Andy Rubin created Android: now he's making the "Essential" smartphone

Android inventor Andy Rubin has started another company which may well deliver the next big thing in smartphones and artificial intelligence. According to Bloomberg, Rubin's company "Essential" is producing a "suite" of devices that'll likely work together in concert. The first legal filing to appear with the word "Essential" on it tied to Rubin was a USPTO filing for the Essential logo – and the filing has Rubin's name on it.

According to the first filing for Essential at the USPTO, the company will be working with "mobile phones; smart phones; computers and tablet computers; accessories and replacement parts for all the aforementioned goods; computer operating software for mobile phones, smart phones, computers and tablet computers." The USPTO filing can be found VIA Archive.org where it'll be kept safe for the future.

SEE TOO: Andy Rubin bets on Quantum Computing and AI for the future

Essential Products Inc., as it's called, is said to be speaking with "mobile carrier executives" this year. According to Bloomberg, Rubin discussed the company's first smartphone with mobile carrier executives already this year at CES 2017. This smartphone is said to be a high-end smartphone made to compete with the highest-end smartphones the competition has to offer – think iPhone and Google Pixel and Samsung Galaxy S.

This same source says that there'll be a single smartphone (for starters) with a "large edge-to-edge screen that lacks a surrounding bezel." We've heard that "no bezel" business quite a few times before – hopefully, just to experience for real for once, the folks at Essential will deliver on this rumor.

Sources suggest that one prototype of the first Essential phone has a 5.5-inch display with a body that's smaller than the iPhone 7 Plus. Not that having a body smaller than the iPhone 7 Plus would be especially difficult, but this device's lack of a bezel is tipped to be a big contributing factor in its overall small body size. Sources also say that this smartphone's makers are in negotiations with Foxconn for manufacturing.
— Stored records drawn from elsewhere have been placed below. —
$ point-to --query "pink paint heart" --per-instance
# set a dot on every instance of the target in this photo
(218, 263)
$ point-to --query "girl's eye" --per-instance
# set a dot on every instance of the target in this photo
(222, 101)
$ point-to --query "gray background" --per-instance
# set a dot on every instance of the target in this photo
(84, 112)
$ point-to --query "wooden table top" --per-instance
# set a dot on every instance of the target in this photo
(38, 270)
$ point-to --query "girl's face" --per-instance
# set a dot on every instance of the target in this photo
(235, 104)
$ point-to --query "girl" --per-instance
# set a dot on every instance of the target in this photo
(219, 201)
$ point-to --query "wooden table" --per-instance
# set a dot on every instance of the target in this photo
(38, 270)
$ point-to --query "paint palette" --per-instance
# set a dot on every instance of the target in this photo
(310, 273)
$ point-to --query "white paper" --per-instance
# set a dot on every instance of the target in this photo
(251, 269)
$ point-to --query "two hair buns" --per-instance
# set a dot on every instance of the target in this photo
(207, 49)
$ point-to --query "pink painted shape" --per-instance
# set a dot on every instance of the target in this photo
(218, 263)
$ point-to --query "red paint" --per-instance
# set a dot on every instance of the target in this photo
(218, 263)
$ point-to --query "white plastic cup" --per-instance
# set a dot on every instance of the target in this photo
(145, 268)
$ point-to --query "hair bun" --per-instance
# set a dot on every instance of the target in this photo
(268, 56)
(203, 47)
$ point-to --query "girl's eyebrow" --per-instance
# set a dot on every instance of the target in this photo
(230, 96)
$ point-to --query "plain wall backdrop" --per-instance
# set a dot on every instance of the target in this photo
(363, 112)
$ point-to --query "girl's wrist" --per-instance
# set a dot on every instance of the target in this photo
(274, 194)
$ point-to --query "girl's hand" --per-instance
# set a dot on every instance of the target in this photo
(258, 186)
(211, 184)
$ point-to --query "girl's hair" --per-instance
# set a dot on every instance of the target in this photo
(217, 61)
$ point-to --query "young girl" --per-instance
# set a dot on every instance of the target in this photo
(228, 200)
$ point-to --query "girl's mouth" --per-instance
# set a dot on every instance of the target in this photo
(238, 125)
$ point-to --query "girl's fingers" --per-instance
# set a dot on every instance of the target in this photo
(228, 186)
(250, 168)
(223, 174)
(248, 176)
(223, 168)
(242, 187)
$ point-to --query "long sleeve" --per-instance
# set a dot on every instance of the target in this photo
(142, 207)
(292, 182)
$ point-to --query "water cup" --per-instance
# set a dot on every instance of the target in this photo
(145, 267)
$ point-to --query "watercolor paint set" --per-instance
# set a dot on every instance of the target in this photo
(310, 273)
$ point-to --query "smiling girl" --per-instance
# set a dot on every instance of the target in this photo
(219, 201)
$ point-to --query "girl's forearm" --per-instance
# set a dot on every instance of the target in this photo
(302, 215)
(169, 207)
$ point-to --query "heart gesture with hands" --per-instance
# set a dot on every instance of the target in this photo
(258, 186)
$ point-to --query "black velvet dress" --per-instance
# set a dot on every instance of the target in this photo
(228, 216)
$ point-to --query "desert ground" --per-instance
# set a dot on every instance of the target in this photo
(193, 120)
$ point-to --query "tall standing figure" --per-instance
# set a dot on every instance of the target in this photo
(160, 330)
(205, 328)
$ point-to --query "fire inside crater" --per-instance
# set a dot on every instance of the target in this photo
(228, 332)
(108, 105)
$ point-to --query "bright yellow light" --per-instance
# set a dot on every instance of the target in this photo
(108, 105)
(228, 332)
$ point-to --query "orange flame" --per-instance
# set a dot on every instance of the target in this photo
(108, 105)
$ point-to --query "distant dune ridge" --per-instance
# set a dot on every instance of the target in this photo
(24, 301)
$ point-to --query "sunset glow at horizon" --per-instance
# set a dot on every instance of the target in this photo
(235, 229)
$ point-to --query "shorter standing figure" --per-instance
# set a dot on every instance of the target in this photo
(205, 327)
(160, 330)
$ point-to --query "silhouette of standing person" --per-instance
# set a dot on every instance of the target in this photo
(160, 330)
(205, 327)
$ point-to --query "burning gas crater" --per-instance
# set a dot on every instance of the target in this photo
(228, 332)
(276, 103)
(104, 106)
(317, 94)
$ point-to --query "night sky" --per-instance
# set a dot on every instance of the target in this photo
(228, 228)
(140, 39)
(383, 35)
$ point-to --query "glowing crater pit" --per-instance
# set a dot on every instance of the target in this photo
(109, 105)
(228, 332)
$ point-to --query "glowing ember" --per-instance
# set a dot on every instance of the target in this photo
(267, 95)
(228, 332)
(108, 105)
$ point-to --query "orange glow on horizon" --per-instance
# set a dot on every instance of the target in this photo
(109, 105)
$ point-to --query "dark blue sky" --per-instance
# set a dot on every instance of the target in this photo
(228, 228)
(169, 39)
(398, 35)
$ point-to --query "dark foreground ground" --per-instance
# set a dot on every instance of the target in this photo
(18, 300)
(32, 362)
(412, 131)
The pack of sources speaking with Bloomberg suggested this week that the first Essential phone will be unique in several ways. It'll have its own proprietary connector that'll charge the device and allow the device to have add-on accessories through the future. This connector will be magnetic, and the device will be made with metal edges and a ceramic backside.
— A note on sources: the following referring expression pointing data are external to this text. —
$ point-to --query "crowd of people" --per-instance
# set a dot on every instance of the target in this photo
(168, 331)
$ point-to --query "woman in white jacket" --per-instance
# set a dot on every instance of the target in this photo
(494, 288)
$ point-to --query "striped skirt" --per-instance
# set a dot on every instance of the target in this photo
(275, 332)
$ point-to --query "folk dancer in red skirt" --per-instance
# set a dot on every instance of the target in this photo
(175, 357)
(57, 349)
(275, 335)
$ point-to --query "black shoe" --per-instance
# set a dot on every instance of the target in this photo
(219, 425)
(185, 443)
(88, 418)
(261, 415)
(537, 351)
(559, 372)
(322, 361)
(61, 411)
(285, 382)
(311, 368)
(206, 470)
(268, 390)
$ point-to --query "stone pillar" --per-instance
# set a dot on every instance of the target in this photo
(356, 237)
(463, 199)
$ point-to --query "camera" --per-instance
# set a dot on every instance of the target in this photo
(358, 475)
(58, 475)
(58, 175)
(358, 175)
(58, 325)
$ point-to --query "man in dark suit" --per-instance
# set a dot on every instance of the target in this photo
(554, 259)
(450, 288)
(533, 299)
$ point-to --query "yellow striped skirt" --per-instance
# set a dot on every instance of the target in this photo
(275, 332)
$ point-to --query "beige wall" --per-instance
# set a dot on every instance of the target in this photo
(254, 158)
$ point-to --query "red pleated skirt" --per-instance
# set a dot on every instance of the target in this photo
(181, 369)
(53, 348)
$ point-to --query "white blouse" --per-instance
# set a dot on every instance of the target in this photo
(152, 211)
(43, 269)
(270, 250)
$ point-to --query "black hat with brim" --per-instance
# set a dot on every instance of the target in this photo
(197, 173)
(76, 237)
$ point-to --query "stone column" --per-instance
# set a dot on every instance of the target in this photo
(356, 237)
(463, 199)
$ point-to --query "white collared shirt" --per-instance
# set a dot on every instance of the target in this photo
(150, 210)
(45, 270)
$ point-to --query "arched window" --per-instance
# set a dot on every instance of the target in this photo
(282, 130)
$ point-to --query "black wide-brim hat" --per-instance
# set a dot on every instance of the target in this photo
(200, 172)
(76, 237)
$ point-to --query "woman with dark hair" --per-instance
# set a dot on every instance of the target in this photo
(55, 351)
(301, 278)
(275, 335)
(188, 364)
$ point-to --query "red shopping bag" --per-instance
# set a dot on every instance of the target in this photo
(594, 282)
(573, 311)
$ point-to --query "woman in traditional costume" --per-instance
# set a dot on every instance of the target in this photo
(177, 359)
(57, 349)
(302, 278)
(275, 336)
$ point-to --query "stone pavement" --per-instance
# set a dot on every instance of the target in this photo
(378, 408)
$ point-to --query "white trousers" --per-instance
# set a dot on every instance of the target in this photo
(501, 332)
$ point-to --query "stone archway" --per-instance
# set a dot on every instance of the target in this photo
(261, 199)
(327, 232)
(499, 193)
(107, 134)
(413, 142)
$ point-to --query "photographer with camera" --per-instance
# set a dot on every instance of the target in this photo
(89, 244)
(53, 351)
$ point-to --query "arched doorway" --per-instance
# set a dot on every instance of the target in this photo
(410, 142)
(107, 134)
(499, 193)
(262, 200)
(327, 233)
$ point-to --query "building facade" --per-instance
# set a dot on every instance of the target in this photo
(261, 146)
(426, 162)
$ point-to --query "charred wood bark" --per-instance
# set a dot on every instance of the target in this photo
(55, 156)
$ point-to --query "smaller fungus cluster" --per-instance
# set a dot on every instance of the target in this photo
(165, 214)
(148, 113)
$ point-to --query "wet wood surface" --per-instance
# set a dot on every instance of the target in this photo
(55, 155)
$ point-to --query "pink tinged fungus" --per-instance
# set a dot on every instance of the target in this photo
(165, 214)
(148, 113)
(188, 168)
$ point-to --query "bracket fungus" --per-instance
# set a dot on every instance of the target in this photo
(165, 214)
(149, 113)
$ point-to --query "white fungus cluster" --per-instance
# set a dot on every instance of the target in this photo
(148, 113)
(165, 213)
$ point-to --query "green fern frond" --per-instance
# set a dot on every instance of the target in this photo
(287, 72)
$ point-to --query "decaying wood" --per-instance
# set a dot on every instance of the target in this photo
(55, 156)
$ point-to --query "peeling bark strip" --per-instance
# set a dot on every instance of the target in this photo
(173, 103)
This description fits well with a patent recently uncovered by SlashGear. Filed first in the spring of 2016, "Co-mold features on a chassis shell of a mobile device" shows an Essential Products, Inc. method for manufacturing a rather unique sort of smartphone device. In the first set of drawings (ABOVE), one image of the phone with a unibody design is shown (on the left). On the right is what we can safely assume is a representation of this new proprietary connector.

In the patent, Essential describes a method for creating a smartphone without the usual openings. Crevices will no longer allow for the ingress of dust, and all interaction between the user and the device will be done with buttons or the touchscreen without exposed seams or holes. The connector you see above is also made to connect without requiring a USB port – again, making this all work without a hole.

This design also allows for any of several sensors to be integrated with the device, including an electrical sensor system, optical sensor system, mechanical force sensor system, or "any combination thereof." Gestures will produce results, that is to say – if Essential decides to make it so.

Rubin will lead this project, and this company, and their first release will likely com later this year. If all goes as planned, this first Essential smartphone will be part of a family of devices that integrate artificially intelligent computing and likely effortless connectivity. The first phone is tipped to be running with a proposed price close to that of the iPhone 7 – that's right around $649 for starters.